Jomo Kwame Sundaram. Credit: FAO

Last year’s Second International Conference on Nutrition, organised by the FAO and World Health Organisation (WHO) in Rome last November, was criticised for exaggerating the extent as well as human and economic burden of malnutrition. Instead, the new numbers from a 2014 McKinsey Global Institute report suggest that the Conference instead erred in the opposite direction, at least by underestimating the extent of obesity.

The last estimate from the WHO was around 1.5 billion overweight, with a third of them obese. This implies an increase of about 40 per cent over just a few years! In the UK alone, for instance, 37 per cent of the population is deemed overweight and a quarter obese.

Economic burden
The overweight, especially the obese, impose a heavy economic cost equivalent to 2.8 per cent of world economic output, or about USD$2 trillion, according to the report. The burden on healthcare budgets is rising fast because unless current trends are reversed, half the world’s adult population will be overweight, if not obese in about 15 years.

The estimates of losses include lost economic productivity, additional healthcare costs and investments needed to mitigate and cope with its impacts. The burden thus ranks together with the economic costs of armed conflict, war and terrorism and of smoking, both estimated at $2.1 trillion each.

Not only fat cats are fat
While once associated in the popular imagination and caricatures with the ‘fat cat’ rich in rich Western societies, the problem has affected lower income communities there disproportionately more. In recent decades, the scourge has been spreading rapidly in most developing countries, especially those deemed better off or middle income, mainly due to lifestyle and associated activity and dietary changes.

Led by the WHO, the United Nations now recognises obesity as an epidemic connected to various diet-related non-communicable diseases, including type-2 diabetes, various cancers and cardio-vascular diseases. About 2.8 million deaths yearly are attributed to excessive body weight.

Comprehensive interventions necessary
The McKinsey Institute report and WHO figures significantly strengthen the case for stronger political commitment, more concerted and concerted policy approaches as well as greater international cooperation to address malnutrition in all its forms, namely hunger, micronutrient deficiencies and lifestyle-related non-communicable diseases, largely associated with obesity.

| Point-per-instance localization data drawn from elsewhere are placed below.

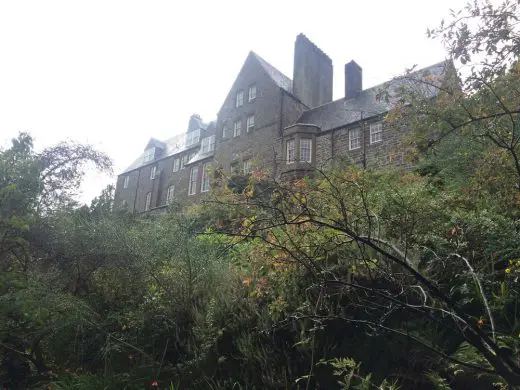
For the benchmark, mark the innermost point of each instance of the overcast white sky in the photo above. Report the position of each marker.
(114, 73)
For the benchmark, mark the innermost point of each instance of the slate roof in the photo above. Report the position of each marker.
(343, 111)
(278, 77)
(171, 146)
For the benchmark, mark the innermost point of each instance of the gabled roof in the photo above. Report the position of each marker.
(155, 143)
(171, 146)
(369, 103)
(278, 77)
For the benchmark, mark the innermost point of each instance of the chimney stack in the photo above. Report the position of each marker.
(312, 73)
(353, 79)
(195, 122)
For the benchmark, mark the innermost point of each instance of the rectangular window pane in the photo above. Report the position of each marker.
(193, 180)
(205, 185)
(250, 122)
(354, 137)
(376, 132)
(252, 92)
(306, 150)
(208, 144)
(290, 151)
(185, 160)
(169, 194)
(237, 129)
(148, 201)
(247, 167)
(240, 98)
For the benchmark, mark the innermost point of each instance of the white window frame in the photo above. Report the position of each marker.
(185, 160)
(252, 93)
(290, 151)
(170, 193)
(194, 173)
(250, 122)
(376, 132)
(176, 164)
(237, 128)
(149, 154)
(307, 141)
(208, 144)
(247, 167)
(148, 202)
(354, 139)
(192, 138)
(240, 98)
(205, 184)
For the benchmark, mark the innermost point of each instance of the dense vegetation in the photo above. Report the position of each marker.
(345, 279)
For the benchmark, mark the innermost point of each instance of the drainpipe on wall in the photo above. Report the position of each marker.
(136, 189)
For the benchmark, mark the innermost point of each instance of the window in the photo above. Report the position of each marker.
(149, 154)
(247, 167)
(176, 164)
(185, 160)
(252, 93)
(193, 180)
(237, 128)
(234, 168)
(376, 132)
(169, 194)
(192, 138)
(354, 137)
(148, 203)
(290, 151)
(205, 184)
(306, 150)
(153, 172)
(208, 144)
(240, 98)
(250, 122)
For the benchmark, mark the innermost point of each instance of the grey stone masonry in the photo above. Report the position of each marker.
(270, 122)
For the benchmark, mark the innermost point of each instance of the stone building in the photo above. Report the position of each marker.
(273, 123)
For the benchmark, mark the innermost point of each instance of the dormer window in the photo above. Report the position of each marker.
(240, 98)
(252, 93)
(290, 151)
(149, 154)
(153, 172)
(192, 138)
(208, 144)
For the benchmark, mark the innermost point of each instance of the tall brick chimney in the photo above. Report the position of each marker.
(353, 79)
(312, 74)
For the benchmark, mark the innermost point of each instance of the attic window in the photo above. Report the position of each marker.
(376, 132)
(149, 154)
(208, 144)
(252, 93)
(192, 138)
(240, 98)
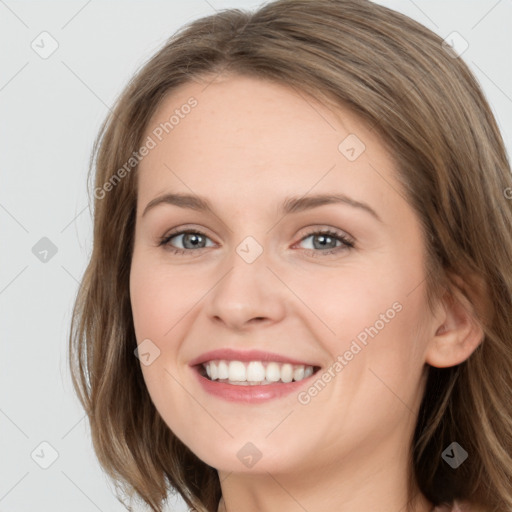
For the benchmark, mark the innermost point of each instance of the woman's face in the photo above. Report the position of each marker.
(261, 276)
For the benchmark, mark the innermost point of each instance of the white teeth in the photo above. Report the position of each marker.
(298, 373)
(255, 372)
(223, 370)
(237, 371)
(287, 373)
(273, 374)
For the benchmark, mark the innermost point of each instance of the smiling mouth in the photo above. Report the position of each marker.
(254, 373)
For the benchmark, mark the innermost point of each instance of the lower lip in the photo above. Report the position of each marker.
(249, 394)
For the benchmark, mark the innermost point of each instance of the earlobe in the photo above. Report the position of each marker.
(457, 335)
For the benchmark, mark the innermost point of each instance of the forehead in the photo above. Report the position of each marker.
(260, 139)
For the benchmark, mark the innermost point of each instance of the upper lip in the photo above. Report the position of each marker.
(246, 355)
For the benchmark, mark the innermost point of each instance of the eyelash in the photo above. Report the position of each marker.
(347, 243)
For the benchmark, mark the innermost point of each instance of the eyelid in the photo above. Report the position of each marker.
(347, 241)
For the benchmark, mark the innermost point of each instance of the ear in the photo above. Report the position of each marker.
(457, 331)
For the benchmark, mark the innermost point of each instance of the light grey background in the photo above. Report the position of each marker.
(51, 110)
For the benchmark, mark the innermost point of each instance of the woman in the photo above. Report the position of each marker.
(300, 290)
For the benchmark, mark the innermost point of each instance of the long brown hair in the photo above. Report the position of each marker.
(428, 108)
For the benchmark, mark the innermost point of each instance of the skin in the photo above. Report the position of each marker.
(246, 146)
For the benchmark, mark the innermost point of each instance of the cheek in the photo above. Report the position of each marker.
(160, 296)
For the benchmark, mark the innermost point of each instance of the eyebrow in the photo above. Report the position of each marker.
(293, 204)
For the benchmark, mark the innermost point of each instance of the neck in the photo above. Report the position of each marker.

The report makes a strong case for a comprehensive intervention strategy of sufficient scale, recognising that any single ‘silver bullet’ intervention is unlikely to have sufficient impact. It considered 74 measures taken to address the problem of obesity before making its own recommendations. These include smaller fast food servings, restricting food and beverage advertising and promotion, improving information and education for consumers, especially parents, ensuring balanced, diversified and healthy meals at school and workplaces, reformulating processed foods, and requiring more exercise at school.

In early 2014, WHO halved its recommendation for sugar consumption from 10 per cent of an adult’s daily calorie intake to 5 percent in the face of considerable resistance from adversely affected corporate interests and their government backers. The latest US dietary guidelines recently adopted the previous WHO guideline on sugar intake a long overdue step in the right direction.

On a more encouraging note, after heading the world obesity league tables for some time, childhood obesity in the US was reduced by 43 per cent over the decade 2004-2013 suggesting that the world’s fastest growing pandemic can be reversed. This suggests that all is not lost, and that determined and concerted efforts can help reverse the spread of this new curse of excess.